Asian teams fight over just four guaranteed World Cup berths, with a fifth available in an intercontinental playoff. For 2014, the playoff will be against a South American team.
Blatter says reorganizing the "geopolitical and democratic side'' of FIFA - likely increasing the share for developing regions - should be the final phase of his reform program until 2015, when the next FIFA election is scheduled. He has recently backed away from a 2011 promise that his current four-year mandate is his last.
"This will be the last term, not of office, but the last term of reform, therefore in 2015 we shall have finished our reform,'' he said of a program launched after a series of scandals implicated members of his ruling board.

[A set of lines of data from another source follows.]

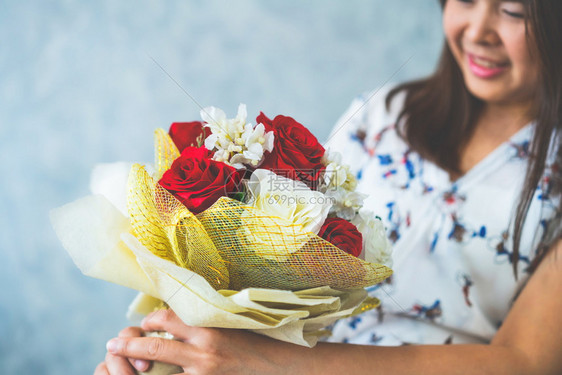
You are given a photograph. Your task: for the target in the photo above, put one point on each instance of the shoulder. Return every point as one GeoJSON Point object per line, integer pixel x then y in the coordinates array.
{"type": "Point", "coordinates": [366, 116]}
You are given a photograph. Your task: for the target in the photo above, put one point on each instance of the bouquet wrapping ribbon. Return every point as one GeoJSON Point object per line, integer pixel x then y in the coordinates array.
{"type": "Point", "coordinates": [98, 238]}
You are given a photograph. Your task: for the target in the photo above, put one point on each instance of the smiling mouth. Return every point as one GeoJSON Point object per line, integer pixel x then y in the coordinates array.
{"type": "Point", "coordinates": [485, 63]}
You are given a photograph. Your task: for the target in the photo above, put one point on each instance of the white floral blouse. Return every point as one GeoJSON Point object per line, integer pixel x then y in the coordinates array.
{"type": "Point", "coordinates": [453, 279]}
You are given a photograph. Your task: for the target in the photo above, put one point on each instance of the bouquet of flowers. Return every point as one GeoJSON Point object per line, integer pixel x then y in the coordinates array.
{"type": "Point", "coordinates": [236, 226]}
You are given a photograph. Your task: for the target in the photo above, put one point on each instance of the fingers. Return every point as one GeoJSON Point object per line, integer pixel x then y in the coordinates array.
{"type": "Point", "coordinates": [139, 364]}
{"type": "Point", "coordinates": [150, 348]}
{"type": "Point", "coordinates": [118, 365]}
{"type": "Point", "coordinates": [167, 320]}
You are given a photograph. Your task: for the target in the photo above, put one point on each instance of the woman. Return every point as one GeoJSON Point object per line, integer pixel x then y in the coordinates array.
{"type": "Point", "coordinates": [448, 174]}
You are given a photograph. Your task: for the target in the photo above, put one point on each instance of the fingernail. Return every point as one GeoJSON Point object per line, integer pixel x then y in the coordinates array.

Blatter's proposal to increase Asia's World Cup representation at the expense of Europe should broaden his voting bloc against UEFA president Michel Platini, who is expected to run for the FIFA presidency in 2015
"Perhaps we should not change a lot but we have the right, and you have the right, and I have the obligation and the responsibility to bring this matter to discussion,'' Blatter said.

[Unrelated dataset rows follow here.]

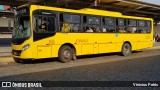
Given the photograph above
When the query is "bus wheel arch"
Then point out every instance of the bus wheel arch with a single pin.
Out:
(67, 52)
(126, 48)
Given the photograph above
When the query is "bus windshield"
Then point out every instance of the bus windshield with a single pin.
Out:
(22, 27)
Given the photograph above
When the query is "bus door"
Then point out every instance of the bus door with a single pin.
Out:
(44, 31)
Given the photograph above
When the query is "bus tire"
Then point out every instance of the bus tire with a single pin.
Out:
(17, 60)
(126, 49)
(65, 54)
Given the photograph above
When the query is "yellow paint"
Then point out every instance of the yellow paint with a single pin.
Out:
(84, 43)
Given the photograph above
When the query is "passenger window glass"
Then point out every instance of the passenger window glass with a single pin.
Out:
(121, 26)
(148, 27)
(132, 26)
(69, 23)
(108, 25)
(93, 20)
(141, 24)
(109, 21)
(45, 24)
(141, 27)
(92, 24)
(131, 22)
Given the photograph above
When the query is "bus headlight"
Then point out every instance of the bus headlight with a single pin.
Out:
(25, 47)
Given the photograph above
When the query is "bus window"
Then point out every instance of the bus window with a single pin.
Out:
(45, 24)
(141, 27)
(120, 25)
(148, 26)
(108, 24)
(91, 24)
(132, 26)
(44, 27)
(69, 23)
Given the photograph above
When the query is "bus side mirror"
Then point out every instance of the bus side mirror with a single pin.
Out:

Since the World Cup was expanded to 32 teams at the 1998 tournament in France, the knockout stages have been dominated by European and South American teams. They represent 63 countries, less than one-third of FIFA's current 209 members.

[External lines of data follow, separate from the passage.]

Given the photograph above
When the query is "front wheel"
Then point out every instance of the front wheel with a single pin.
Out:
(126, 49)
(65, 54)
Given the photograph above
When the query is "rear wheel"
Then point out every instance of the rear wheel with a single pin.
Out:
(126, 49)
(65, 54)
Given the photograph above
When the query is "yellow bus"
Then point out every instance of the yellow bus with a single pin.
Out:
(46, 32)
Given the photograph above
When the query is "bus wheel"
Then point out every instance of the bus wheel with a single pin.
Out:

"There is no chance to kick them out before one of them is in the semifinals,'' Blatter lamented to his Asian voters.
In the 32-team era, South Korea is the only team outside Europe and South America to reach the semifinals - and the 2002 co-host's run to the last four famously benefited from favorable refereeing decisions against European opponents.
No team from Asia or the 35-nation CONCACAF region, which includes Mexico and the United States, has reached the quarterfinals at the past two World Cups.
Still, those confederations have succeeded at the 2012 London Olympics and FIFA youth tournaments, Blatter noted.
The Olympic gold medals were won by Mexico's men and the United States women. South Korea won men's bronze and Japan's women got silver.
"That means if you have same number of participants from all continents that there is a balance of strength and a balance of forces,'' Blatter said, drawing applause from delegates.
Blatter also noted that half of FIFA's revenue - which totals more than $1 billion each year - comes from Asian broadcasters and sponsors. World Cup backers include Sony and Hyundai.
The Americas provides 30 percent and "Europe is left with less than 20 percent,'' Blatter said.
Platini was not present to hear Blatter's speech, having left Kuala Lumpur late Thursday following a gala dinner hosted by the AFC.
Blatter concluded by asking Asian delegates to bring suggestions to the FIFA agenda.
"Play your power but play it well in solidarity with the others,'' he said.